Cet arrêt de la Cour suprême a confirmé la possibilité de procéder à telles demandes de rectifications lorsqu’une erreur entache une planification fiscale, et plusieurs décisions postérieures ont eu à en définir le champ d’application. Les limites d’un tel recours en rectification ont été soulignées dans deux jugements de la Cour d’appel du Québec, rendus simultanément en mai 2015, dans lesquels le plus haut tribunal du Québec a refusé les demandes en rectification déposées par les contribuables.
Le présent texte se veut un résumé de ces deux arrêts récents, soit les affaires Mac’s Convenience Stores Inc. c. Procureur général du Canada et Agence du Revenu du Québec, 2015 QCCA 837 (« Mac’s Convenience Stores ») et Procureur général du Canada c. Le Groupe Jean Coutu (PJC) inc. et The Jean Coutu Group (PJC) USA Inc., 2015 QCCA 838 (« Groupe Jean Coutu »). Nous discuterons également d’une troisième décision rendue par la Cour supérieure du Québec en mars dernier, qui a été favorable au contribuable : Lemair c. Canada (Procureur général), 2015 QCCS 1142 (« Lemair »).

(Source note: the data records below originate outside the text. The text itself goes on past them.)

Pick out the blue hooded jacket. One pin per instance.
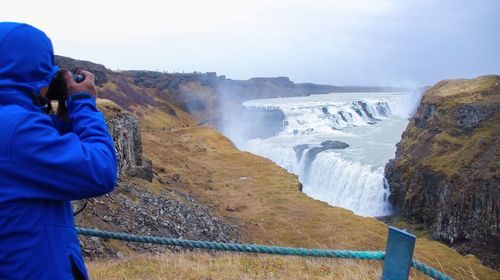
(44, 163)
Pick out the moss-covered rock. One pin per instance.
(446, 169)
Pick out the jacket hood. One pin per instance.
(26, 63)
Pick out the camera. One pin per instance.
(58, 89)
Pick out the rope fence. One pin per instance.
(252, 248)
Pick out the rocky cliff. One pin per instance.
(445, 173)
(141, 204)
(125, 130)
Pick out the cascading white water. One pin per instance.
(353, 177)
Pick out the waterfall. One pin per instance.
(338, 145)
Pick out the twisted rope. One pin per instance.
(252, 248)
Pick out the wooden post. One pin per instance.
(398, 254)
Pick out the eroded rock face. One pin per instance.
(446, 169)
(133, 209)
(124, 127)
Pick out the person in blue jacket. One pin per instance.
(45, 162)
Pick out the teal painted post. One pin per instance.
(398, 254)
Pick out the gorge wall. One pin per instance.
(445, 173)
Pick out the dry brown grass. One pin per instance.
(269, 209)
(232, 266)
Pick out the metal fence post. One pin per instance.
(398, 254)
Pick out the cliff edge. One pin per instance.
(445, 173)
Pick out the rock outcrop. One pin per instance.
(125, 130)
(445, 173)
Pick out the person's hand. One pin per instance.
(87, 85)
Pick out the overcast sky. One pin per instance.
(357, 42)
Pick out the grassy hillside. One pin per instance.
(265, 202)
(446, 171)
(260, 198)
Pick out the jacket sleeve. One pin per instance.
(72, 166)
(62, 126)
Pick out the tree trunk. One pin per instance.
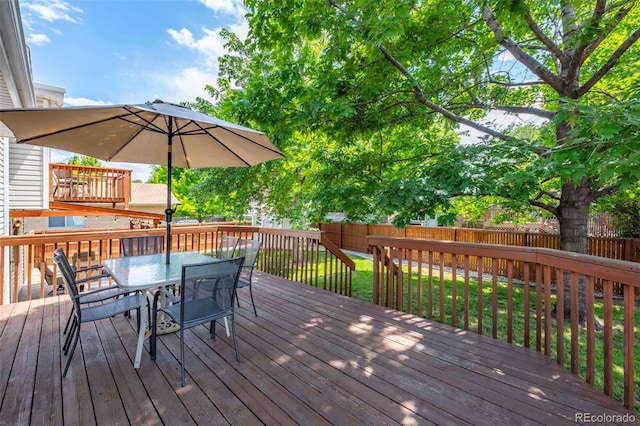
(573, 217)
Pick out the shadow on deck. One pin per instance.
(310, 357)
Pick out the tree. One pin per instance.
(84, 160)
(343, 73)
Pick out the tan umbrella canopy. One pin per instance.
(157, 133)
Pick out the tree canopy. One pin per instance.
(365, 98)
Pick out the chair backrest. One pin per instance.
(68, 277)
(248, 249)
(138, 246)
(227, 247)
(204, 283)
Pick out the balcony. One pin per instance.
(84, 184)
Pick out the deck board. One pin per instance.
(310, 357)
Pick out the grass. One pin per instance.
(362, 288)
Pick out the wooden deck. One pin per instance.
(310, 357)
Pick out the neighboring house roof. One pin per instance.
(150, 194)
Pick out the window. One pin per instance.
(66, 222)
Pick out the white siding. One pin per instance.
(27, 178)
(4, 211)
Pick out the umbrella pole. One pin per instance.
(169, 212)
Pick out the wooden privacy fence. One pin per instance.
(303, 256)
(410, 275)
(353, 236)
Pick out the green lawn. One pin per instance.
(363, 289)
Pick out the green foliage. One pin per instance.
(84, 160)
(364, 99)
(624, 207)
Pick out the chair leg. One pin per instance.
(73, 348)
(70, 333)
(153, 321)
(252, 302)
(66, 327)
(235, 340)
(182, 356)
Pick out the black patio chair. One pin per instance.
(82, 312)
(249, 249)
(91, 296)
(207, 292)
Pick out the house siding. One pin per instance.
(28, 183)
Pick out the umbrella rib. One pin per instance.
(149, 124)
(236, 134)
(68, 129)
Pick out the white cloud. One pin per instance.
(53, 10)
(210, 45)
(38, 39)
(71, 101)
(229, 7)
(505, 56)
(188, 84)
(184, 37)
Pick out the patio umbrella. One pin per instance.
(156, 132)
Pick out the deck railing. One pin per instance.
(84, 184)
(303, 256)
(436, 279)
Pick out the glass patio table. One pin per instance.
(147, 273)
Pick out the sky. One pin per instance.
(106, 52)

Nous compléterons ensuite l’analyse de ces décisions par un bref exposé général des situations dans lesquelles un contribuable peut revoir rétroactivement la documentation donnant effet à une opération entraînant des conséquences fiscales imprévues et déposer au tribunal une demande en rectification à cet effet.
Affaire Mac’s Convenience Stores
Dans cette affaire, Mac’s Convenience Stores Inc. (« Mac’s ») a contracté en 2005 un prêt de 185 M$ auprès d’une société américaine. Les intérêts payés par Mac’s ont été déduits dans le calcul de son revenu aux fins de la Loi de l’impôt sur le revenu. En 2006, Mac’s a versé un dividende de 136 M$ à Couche-Tard Inc. En 2007, Mac’s a été avisé par un cabinet comptable que la déclaration de ce dividende entraînait l’application des règles de capitalisation restreinte et faisait en sorte que les intérêts payés aux termes du prêt contracté n’étaient pas déductibles dans le calcul de son revenu. Il est important de préciser que ces règles n’avaient jamais été abordées lors de la déclaration du dividende en 2006. Mac’s a dès lors avisé l’Agence du revenu du Canada (« ARC »), qui a émis des cotisations refusant les déductions d’intérêts payés à la société américaine.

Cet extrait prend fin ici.